Defendant, after allegedly having sold marihuana to an undercover police officer, then purportedly assaulted one officer and resisted arrest. Defendant contends initially that the court’s Sandoval ruling, allowing cross-examination into defendant’s use of aliases, false places of birth, and nine prior convictions (limiting inquiry to the underlying facts of only two of those convictions), prejudiced defendant by the sheer number of convictions permitted to be disclosed. In view of the nature of the prior crimes, however, the dissimilarity of the crimes for which examination into the underlying facts was permitted and the fact that defendant had 37 prior convictions, we perceive no abuse of discretion (cf., People v Bowles, *297132 AD2d 465, lv denied 70 NY2d 798). Nor, do we think, was there any error in allowing inquiry into the use of false names and birth places; the full scope of the inquiry was properly to be resolved if defendant took the stand (People v Walker, 119 AD2d 521).

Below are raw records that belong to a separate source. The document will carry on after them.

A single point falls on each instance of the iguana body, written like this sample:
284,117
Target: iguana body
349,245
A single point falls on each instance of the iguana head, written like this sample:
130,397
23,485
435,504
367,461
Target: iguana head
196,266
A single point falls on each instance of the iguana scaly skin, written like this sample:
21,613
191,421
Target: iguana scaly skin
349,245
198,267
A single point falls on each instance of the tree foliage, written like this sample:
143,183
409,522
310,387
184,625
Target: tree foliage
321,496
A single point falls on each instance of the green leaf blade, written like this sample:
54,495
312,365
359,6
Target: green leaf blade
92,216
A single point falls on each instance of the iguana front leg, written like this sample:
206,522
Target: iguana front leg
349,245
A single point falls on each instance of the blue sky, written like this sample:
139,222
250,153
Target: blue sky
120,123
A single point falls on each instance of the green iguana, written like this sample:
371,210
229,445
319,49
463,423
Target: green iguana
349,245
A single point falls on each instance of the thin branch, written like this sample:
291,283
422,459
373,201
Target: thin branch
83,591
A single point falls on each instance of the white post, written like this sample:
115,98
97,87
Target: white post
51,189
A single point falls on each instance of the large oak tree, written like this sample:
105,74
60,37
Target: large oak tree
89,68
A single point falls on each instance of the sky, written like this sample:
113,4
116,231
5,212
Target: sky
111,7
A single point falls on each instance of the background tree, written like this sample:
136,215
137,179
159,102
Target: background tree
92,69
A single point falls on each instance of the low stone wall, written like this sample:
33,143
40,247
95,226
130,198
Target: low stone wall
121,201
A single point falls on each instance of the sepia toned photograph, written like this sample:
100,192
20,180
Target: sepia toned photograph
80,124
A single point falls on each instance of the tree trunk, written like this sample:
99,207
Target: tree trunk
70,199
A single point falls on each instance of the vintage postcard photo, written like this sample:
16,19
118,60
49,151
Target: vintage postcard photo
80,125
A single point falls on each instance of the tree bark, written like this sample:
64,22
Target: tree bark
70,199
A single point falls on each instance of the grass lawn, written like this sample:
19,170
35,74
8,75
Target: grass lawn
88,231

Defendant also contends that he was deprived of a fair trial by the trial court’s refusal to allow defendant to call the trial prosecutor to the stand to discredit the testimony of one of the police officers who had denied reviewing his prospective trial testimony with the trial prosecutor.

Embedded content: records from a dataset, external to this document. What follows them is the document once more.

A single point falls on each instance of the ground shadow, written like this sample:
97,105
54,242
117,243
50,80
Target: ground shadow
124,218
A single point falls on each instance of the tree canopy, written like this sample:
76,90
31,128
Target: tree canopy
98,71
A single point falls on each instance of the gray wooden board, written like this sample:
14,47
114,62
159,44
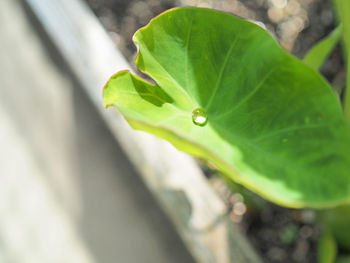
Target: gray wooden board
197,212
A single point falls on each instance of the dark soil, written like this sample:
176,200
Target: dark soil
279,234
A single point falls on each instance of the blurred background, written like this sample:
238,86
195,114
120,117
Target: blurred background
68,193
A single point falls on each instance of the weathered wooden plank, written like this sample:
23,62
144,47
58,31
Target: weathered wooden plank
175,179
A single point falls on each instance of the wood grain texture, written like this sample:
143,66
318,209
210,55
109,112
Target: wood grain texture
175,179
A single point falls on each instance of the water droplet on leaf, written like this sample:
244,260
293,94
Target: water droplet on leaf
199,117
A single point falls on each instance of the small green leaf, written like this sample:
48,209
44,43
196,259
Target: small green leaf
327,248
272,123
337,220
318,54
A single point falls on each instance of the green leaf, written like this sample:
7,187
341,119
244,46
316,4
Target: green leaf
327,248
343,10
318,54
343,259
273,124
337,220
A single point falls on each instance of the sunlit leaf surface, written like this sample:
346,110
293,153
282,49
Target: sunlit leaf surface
228,93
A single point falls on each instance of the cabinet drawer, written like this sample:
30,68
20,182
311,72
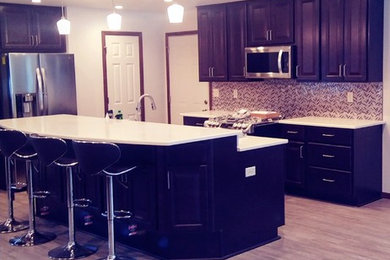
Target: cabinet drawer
293,132
329,184
329,135
193,121
329,156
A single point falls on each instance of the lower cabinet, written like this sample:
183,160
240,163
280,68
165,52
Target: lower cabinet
334,164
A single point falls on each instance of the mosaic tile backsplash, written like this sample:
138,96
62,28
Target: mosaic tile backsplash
298,99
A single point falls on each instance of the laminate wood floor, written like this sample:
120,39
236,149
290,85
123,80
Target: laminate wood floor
313,230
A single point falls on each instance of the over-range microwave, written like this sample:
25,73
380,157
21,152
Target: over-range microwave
268,62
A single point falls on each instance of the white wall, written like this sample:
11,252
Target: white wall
386,100
86,43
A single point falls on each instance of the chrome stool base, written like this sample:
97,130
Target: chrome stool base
32,239
72,252
11,225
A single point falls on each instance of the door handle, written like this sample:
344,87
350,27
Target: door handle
328,156
280,61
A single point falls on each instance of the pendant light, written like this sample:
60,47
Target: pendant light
63,24
114,20
175,13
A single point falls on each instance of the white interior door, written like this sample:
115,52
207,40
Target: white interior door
187,94
123,74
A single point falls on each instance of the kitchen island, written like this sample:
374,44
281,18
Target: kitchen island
197,192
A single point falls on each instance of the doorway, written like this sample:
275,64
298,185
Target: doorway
123,72
184,91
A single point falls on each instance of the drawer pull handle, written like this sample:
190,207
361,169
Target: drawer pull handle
327,135
328,180
328,156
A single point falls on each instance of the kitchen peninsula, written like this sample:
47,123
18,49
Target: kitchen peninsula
197,192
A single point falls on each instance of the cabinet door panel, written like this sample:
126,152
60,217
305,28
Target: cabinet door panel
204,36
281,21
188,192
332,38
219,50
307,39
236,39
355,40
46,31
258,22
16,28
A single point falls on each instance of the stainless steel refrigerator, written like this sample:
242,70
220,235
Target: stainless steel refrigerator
36,84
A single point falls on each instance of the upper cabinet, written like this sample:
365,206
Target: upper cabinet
307,39
212,43
236,40
30,29
352,40
270,22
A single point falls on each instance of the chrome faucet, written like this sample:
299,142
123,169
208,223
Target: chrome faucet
138,108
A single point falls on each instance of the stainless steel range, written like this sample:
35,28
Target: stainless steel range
244,120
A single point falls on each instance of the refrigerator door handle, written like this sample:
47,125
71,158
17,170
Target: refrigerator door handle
40,91
44,89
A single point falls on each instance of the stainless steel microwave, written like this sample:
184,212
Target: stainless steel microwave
268,62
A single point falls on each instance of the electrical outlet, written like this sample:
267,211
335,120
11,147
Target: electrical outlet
235,93
250,171
350,97
215,92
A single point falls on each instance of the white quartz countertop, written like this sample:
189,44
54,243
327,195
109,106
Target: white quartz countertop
207,114
112,130
247,143
331,122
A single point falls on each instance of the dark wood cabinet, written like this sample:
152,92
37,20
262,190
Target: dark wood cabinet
236,40
30,29
307,39
347,37
270,22
212,43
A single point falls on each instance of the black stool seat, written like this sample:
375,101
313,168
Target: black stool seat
54,151
10,142
102,157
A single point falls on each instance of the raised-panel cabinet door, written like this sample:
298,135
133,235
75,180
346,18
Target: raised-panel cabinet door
16,30
332,38
355,40
204,43
219,56
295,170
46,32
236,40
258,22
281,21
307,39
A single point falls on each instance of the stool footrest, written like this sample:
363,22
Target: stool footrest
41,194
120,214
82,203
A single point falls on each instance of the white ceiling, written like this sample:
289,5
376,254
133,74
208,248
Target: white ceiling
139,5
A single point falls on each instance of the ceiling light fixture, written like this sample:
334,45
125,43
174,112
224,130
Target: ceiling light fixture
63,24
175,13
114,20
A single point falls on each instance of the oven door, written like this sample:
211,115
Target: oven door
268,62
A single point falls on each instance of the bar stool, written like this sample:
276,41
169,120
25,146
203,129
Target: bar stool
26,153
101,157
52,150
10,143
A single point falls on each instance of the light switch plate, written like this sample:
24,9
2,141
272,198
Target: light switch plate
350,97
250,171
215,92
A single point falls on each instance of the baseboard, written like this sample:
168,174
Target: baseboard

A decision to permit such testimony rests within the sound discretion of the trial court. (People v Paperno, 54 NY2d 294, 302-303.) The denial of the request was proper, as the defense was able to effectively present its arguments by comparing the other officer’s testimony to that given by the remaining officers, who had in fact admitted discussing their prospective testimony with the prosecution. While defendant claims the court violated the rule of Brady v Maryland (373 US 83) by not permitting him to call the prosecutor to the stand, the prosecutor’s testimony was not "material” within the meaning of Brady and thus did not raise a Brady issue. (See, United States v Bagley, 473 US 667, 682.) Concur—Sullivan, J. P., Carro, Wallach and Rubin, JJ.